Guinness experiments with a speedier pour - Weekly Specialty Beer Report - Brief Article

Modern Brewery Age, March 4, 2002

AP--For years, Guinness has relied on the loyalty of Irish customers willing to wait 1 minute, 59 seconds, for the traditional, black draft beer to fill their pint-size mugs.

But due to declining sales, the company is now testing a new procedure that would pump the beer much faster.

"We have got to move with the times, and the brand must evolve. We must take all the opportunities that we can," a Guinness spokeswoman said last week.

Such quick-pour pints would contradict the beer's long-standing image, based on advertisements saying that good things only come to people who wait, but Guinness says there would be no change in taste.

Details about the speed of the new technique, the pump it uses and the outlets where quick-pints are being tested, are being kept under wraps for now.

But Guinness hopes to win back drinkers in today's fast-moving society. "In outlets where it is really busy, if you walk in after 9 o'clock in the evening, there will be a cloth over the Guinness pump because it takes longer to pour than other drinks," said the spokeswoman.

She reassured Guinness devotees that the new technique was only being considered in these busier outlets.

Diageo, which owns the Guinness brand, announced Thursday that sales of the beer were down I percent globally, 4 percent in Ireland and flat in Great Britain.
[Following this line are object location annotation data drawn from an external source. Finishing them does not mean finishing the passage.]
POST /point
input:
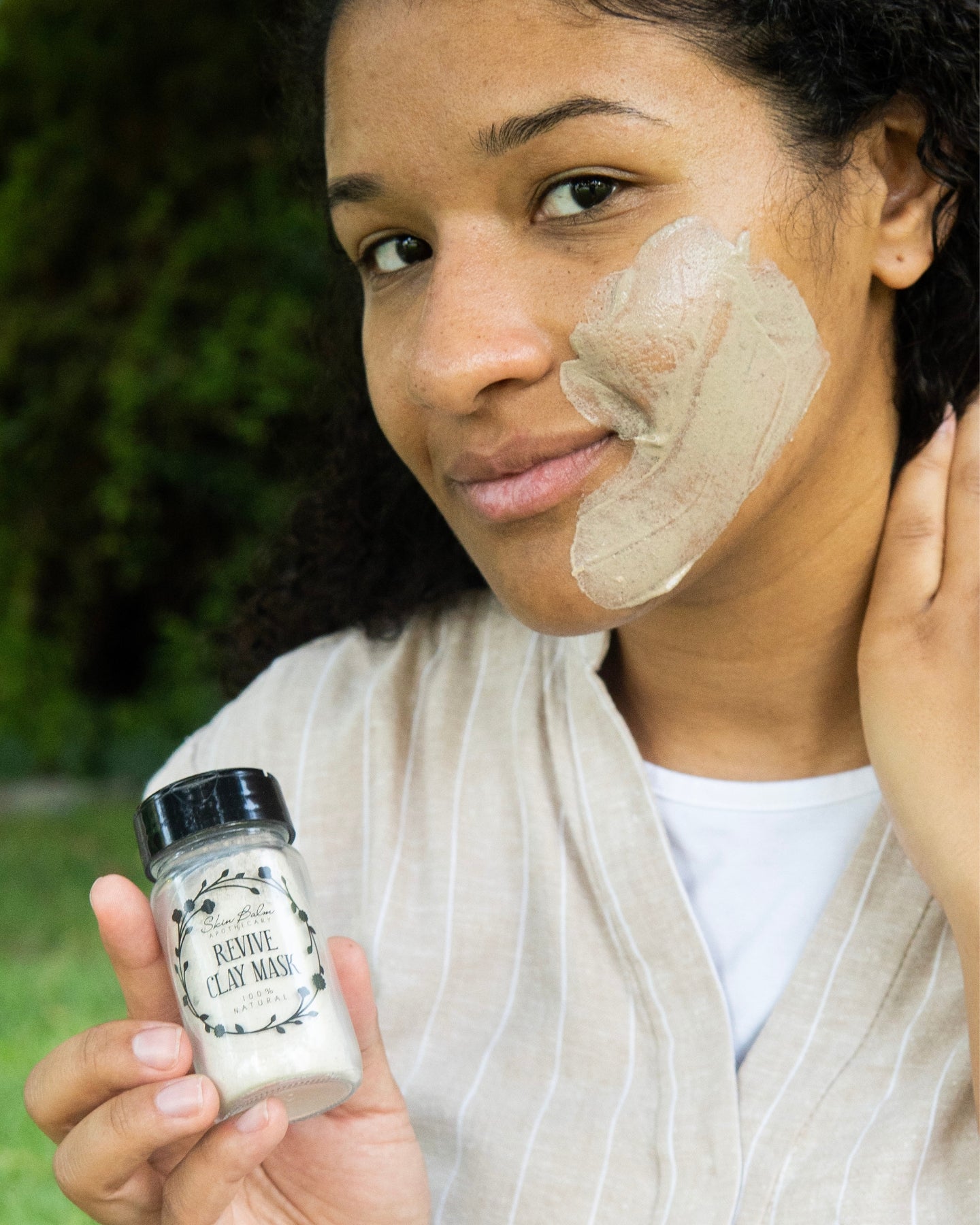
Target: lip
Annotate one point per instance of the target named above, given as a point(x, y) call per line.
point(526, 478)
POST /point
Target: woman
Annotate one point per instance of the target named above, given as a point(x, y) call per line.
point(592, 237)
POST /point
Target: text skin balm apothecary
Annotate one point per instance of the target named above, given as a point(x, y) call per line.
point(257, 992)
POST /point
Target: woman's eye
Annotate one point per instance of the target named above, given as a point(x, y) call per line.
point(395, 254)
point(577, 195)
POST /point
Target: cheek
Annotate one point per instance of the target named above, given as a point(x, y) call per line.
point(402, 423)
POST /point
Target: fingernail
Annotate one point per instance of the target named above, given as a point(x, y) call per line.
point(254, 1120)
point(159, 1047)
point(182, 1099)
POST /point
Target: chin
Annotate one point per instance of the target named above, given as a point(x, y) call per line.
point(557, 606)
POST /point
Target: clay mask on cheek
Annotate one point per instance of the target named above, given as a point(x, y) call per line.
point(707, 364)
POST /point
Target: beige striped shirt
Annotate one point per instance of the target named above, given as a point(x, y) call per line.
point(474, 813)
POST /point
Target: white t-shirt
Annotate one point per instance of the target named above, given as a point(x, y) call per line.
point(760, 862)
Meanwhile, in today's competitive market, Guinness isn't the only brand considering ways of filling pints faster.

Carlsberg-Tetley, the fourth largest brewer in Britain, is marketing a new tap designed by scientists at the University of Birmingham that will fill a pint of lager in 14 seconds, 30 percent faster than a normal tap.

Guinness has also tested a Guinness Extra Cold in the U.K. and Ireland, bringing the temperature down two Celsius. The company will not introduce Guinness Extra Cold in the U.S., since it already served colder here.